Sim, sem dúvida, alguns vão se viciar e arruinar as finanças da família, assim como alguns vão abusar da bebida e causar tragédias no trânsito e arruinar suas famílias. Nem por isso deixamos de ter propaganda de bebida, com o onipresente “beba com moderação”, que, aliás, já começa a fazer parte da propaganda das bets (“aposte com moderação”).
Aliás, vamos falar de arruinar as finanças da família. No gráfico abaixo, temos a evolução do endividamento das famílias em relação à sua renda nos últimos 12 meses, exceto crédito habitacional.

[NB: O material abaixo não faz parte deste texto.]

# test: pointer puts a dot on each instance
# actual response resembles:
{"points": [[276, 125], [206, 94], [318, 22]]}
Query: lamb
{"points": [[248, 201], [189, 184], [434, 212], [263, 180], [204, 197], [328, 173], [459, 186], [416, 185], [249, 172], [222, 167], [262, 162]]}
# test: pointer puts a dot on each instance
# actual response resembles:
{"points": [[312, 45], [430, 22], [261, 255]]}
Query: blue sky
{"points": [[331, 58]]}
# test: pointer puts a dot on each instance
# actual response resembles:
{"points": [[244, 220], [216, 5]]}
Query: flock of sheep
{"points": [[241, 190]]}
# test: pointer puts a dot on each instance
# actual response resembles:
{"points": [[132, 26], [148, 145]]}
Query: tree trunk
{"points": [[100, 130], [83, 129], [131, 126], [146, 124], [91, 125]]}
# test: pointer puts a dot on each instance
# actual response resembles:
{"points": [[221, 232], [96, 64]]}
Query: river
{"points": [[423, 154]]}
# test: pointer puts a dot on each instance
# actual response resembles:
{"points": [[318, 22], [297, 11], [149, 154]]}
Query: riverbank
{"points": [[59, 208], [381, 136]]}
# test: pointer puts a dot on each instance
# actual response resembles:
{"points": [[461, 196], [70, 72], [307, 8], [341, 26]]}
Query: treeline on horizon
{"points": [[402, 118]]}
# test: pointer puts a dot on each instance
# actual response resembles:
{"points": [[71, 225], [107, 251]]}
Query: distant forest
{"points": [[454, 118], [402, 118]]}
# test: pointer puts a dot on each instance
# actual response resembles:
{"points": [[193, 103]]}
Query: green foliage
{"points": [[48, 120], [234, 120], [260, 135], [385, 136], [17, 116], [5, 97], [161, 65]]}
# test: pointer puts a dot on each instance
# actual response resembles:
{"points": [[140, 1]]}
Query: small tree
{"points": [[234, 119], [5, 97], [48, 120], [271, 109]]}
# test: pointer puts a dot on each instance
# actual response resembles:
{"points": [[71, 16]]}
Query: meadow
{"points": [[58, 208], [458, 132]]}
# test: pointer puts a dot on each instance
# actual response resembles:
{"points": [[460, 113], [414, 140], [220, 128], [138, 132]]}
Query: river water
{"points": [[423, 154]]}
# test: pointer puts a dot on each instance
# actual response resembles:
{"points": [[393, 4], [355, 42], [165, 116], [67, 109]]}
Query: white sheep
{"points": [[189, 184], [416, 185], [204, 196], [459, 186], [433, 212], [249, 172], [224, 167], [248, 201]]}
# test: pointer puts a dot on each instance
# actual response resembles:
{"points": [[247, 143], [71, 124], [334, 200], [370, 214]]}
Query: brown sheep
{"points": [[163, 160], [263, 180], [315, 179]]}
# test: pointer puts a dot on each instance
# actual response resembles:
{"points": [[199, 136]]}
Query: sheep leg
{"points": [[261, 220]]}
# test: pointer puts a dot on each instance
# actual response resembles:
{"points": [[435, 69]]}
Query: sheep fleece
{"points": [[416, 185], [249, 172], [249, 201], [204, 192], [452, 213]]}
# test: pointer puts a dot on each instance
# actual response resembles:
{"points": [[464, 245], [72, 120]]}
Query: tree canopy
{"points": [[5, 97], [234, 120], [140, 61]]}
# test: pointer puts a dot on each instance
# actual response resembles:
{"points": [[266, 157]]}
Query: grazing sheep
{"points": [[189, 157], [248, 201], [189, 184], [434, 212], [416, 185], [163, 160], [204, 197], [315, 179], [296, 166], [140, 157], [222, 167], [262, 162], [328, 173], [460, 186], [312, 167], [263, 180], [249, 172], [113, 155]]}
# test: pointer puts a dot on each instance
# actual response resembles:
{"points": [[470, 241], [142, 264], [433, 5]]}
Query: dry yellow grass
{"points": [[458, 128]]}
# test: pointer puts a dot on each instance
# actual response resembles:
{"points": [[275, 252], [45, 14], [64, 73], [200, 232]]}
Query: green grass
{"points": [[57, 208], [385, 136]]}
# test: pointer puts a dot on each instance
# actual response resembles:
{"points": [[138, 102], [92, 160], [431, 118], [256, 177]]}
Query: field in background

Observe como houve um aumento do endividamento em 2021, no pós-pandemia, provavelmente porque as famílias elevaram o seu padrão de vida com o auxílio emergencial e a taxa de juros ultrabaixa em 2020, e foram pegas de surpresa com a inflação e o aumento da taxa de juros a partir de 2021. Mas note que o endividamento se estabilizou e até recuou um pouco a partir de 2022.
Podemos concluir duas coisas aqui:
1) As bets, que começaram a ganhar tração em 2022, aparentemente pouco moveram o ponteiro do endividamento e, principalmente,
2) Não são necessárias as bets para que os brasileiros se encalacrem em dívidas e arruínem as finanças de suas famílias.
Com relação a esse segundo ponto, é público e notório que os brasileiros gastam como se não houvesse amanhã, mesmo com uma das taxas de juros mais altas do mundo. A educação financeira é uma miragem, e as famílias são presas fáceis dos mais variados apelos ao consumo. Nem por isso se vê preocupação com o bombardeio de propaganda a que são submetidos os brasileiros 24 horas por dia, 7 dias por semana. Aliás, o cartão de crédito, principal instrumento de dívida do brasileiro, é tratado como um produto financeiro como outro qualquer, e não como uma arma que mata, como as bets. O consumo desenfreado, facilitado pelo cartão de crédito, também é um vício que arruína famílias.
Não me entendam mal. Não sou contra bebidas alcoólicas ou cartões de crédito ou o consumo a prori. Pelo contrário. Meu ponto é que todas essas coisas podem ser boas ou más, a depender do seu uso. Isso inclui as bets e os jogos de maneira geral.
Não tenho procuração de nenhuma empresa de bet, eu mesmo nunca apostei em um troço desses. Só me incomoda a falta de coerência. Se vamos começar cruzadas contra o vício, que seja contra todos os vícios. Senão, fica parecendo reserva de mercado para alguns vícios.
Marcelo,
Mais um excelente artigo. Sempre bem embasado com destaque, para mim, da sua observação pouco explorada em outros artigos:
“Mas como sabe qualquer um que lide minimamente com estatísticas, é preciso corrigir esses números pelo tamanho de cada população.
Apenas acrescento que , então, taxe-se mais os jogos, porque, em tese, gerarão mais carga sobre o SUS no futuro.